Kenji could hear his breath, echoing inside the plastic helmet. It fogged the faceplate of the helmet a little. He realized he was almost hyperventilating.
"What the hell is this stuff?" Jimmy Kane asked. Like Kenji, he was wearing a full protection suit and helmet, hands and feet protected by gloves. Even the air they breathed was cycled through a backpack unit and pumped fresh into their helmets.
Jimmy, Kenji and Josie had all been waiting quietly in the plain panel van parked on the lot of a riverside restaurant. They had been there all day, enduring long, long hours of waiting, remaining hidden.
"This isn't petrification," Dr. Laura Olson said, crouched by the remains of the shattered woman nearby. She was the last member of the little team that had been stationed at the parking lot.
Dr. Olson picked at the broken pieces of the victim with tweezers, stuffing samples into a Ziploc bag.
"What about her clothes?" Josie Winters asked.
The chill the young girl felt up her back was very strange to Josie. She normally didn't feel heat or cold. But this, this was enough to make the hairs stand up on the back of her neck.
"Looks like it only affects natural fibers," Dr. Olson said, lifting up a polyester sleeve. Fragments of hardened clay-like material fell out, breaking apart on the pavement like dried clods of dirt.
"Report!" a man's voice called from out of the thick brown cloud.
Kenji looked over and saw the dense brown smoke stirring as something moved through it. Something that glowed a bright green.
Colonel Mark Kenslir was not wearing a protective suit. Kenji wondered if any would even fit him. Well over six feet tall, with broad shoulders and arms like a lumberjack he had short black hair cut in a military flattop. Piercing green-black eyes were set in what should have been a pleasant face--if only the Colonel wasn't always so serious and grim-looking.
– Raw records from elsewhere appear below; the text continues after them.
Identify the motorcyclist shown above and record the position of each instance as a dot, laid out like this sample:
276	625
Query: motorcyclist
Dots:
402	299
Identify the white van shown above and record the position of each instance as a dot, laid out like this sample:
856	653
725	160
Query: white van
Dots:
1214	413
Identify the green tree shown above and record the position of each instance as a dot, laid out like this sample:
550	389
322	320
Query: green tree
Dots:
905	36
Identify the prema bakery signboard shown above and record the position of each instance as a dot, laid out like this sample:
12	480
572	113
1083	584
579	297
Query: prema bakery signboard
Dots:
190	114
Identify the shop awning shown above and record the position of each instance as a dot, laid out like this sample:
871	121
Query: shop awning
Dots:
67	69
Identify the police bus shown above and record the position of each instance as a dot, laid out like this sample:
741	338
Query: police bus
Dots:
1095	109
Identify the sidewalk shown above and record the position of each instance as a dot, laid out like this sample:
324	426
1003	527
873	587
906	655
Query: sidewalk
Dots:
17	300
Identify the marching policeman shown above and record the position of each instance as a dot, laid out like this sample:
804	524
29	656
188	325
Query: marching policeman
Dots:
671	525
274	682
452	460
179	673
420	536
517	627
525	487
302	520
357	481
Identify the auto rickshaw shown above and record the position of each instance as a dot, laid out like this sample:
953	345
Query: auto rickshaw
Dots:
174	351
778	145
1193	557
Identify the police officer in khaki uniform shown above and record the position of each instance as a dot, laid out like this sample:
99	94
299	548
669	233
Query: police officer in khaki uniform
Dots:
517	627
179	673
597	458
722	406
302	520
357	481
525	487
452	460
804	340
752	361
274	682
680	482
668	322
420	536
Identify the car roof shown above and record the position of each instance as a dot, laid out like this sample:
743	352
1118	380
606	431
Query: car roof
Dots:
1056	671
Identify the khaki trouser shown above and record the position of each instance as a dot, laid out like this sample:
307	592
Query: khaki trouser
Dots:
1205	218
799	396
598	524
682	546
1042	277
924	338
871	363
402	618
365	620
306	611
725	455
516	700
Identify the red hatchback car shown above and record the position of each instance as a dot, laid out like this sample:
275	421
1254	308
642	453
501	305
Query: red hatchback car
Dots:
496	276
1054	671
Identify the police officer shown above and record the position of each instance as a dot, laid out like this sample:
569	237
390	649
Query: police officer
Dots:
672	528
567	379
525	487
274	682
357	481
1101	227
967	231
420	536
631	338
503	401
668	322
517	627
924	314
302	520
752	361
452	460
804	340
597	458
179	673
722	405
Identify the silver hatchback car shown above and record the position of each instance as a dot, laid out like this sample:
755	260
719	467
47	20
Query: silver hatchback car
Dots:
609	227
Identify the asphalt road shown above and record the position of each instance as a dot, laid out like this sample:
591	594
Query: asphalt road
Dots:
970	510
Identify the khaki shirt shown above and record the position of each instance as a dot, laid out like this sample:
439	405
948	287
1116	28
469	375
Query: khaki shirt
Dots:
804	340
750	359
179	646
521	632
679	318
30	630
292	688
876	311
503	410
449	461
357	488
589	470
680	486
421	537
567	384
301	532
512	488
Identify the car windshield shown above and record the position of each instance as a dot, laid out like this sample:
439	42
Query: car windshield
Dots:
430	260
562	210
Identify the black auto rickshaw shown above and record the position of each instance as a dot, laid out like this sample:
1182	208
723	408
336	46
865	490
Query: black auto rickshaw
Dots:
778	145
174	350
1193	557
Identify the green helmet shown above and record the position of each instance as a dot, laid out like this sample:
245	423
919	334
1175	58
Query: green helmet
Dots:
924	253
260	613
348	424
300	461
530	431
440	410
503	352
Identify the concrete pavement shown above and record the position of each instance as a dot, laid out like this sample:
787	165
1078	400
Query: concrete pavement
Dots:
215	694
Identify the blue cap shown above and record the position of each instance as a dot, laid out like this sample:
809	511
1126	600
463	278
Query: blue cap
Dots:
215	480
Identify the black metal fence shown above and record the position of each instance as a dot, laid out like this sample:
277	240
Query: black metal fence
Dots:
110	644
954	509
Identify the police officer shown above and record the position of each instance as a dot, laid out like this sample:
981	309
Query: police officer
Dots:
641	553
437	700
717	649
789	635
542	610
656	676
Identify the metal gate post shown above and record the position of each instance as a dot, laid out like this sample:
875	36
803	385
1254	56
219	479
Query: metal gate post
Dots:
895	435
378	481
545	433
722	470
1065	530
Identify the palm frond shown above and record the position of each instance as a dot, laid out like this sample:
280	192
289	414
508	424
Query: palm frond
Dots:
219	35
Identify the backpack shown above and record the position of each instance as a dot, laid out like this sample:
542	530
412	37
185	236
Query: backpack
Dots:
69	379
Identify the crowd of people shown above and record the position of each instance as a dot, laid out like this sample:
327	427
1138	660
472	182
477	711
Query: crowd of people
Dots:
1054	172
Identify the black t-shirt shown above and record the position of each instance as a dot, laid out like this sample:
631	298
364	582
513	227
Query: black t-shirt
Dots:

Even after all these months working together, the big soldier still scared Kenji.
When Kenslir stopped walking, the smoke around him seemed to fade away--as did the green glow coming from his exposed skin. His khaki pants and black jacket were unphased by the clay-colored smoke, just like the Colonel himself.
"I'm not sure what this is, Mark," Dr. Olson said, standing. Subconsciously, she reached up to brush at her long red hair. Instead, her gloved hand banged into her helmet and she blushed a little.
"Josie?" the Colonel asked, turning to his granddaughter--something he didn't look old enough to have.
Josie Winters, a twenty year old girl with a pretty face, jet black hair and the same green-black eyes as Kenslir nodded and concentrated on a patch of smoke nearby. The smoke moved, flowing downward to the pavement of the parking lot as it rapidly cooled. "I don't think there's any moisture, sir. Just smoke."
Kenslir reached up and tapped an earpiece he wore. "Team 2, anything?"
"Same thing over here," a voice responded. "Just like the Oracle predicted. I think we're looking at a casualty rate in excess of three hundred thousand, sir."
"We were too late!" Jimmy Kane said in frustration, clenching his gloved hands. Beneath the mop of straw-colored hair visible in his suit, his eyes went all black as he snarled in anger.
"No transforming!" Kenslir barked, startling the young man. "You rip that suit, you could be good as dead, Mister."
Jimmy's eyes resumed their normal sad, brown color and his shoulders relaxed. He took a deep breath and regained control of his temper and his body. "Thanks, boss."
"What about you?" Kenslir said, looking at Kenji. "You seen enough yet?"
The young Asian gulped. "What do I say?" Kenji asked. He felt like throwing up as he looked around at the hundreds of men, women and children dead around them, broken and shattered into dirty brown pieces.
"The fireworks, Nakayama," Kenslir said, frowning. "This happened the same time as the fireworks."
Kenji looked up into the sky, from where most of the smoke had fallen. "Yes, sir," he said. Then he closed his eyes and ended the vision.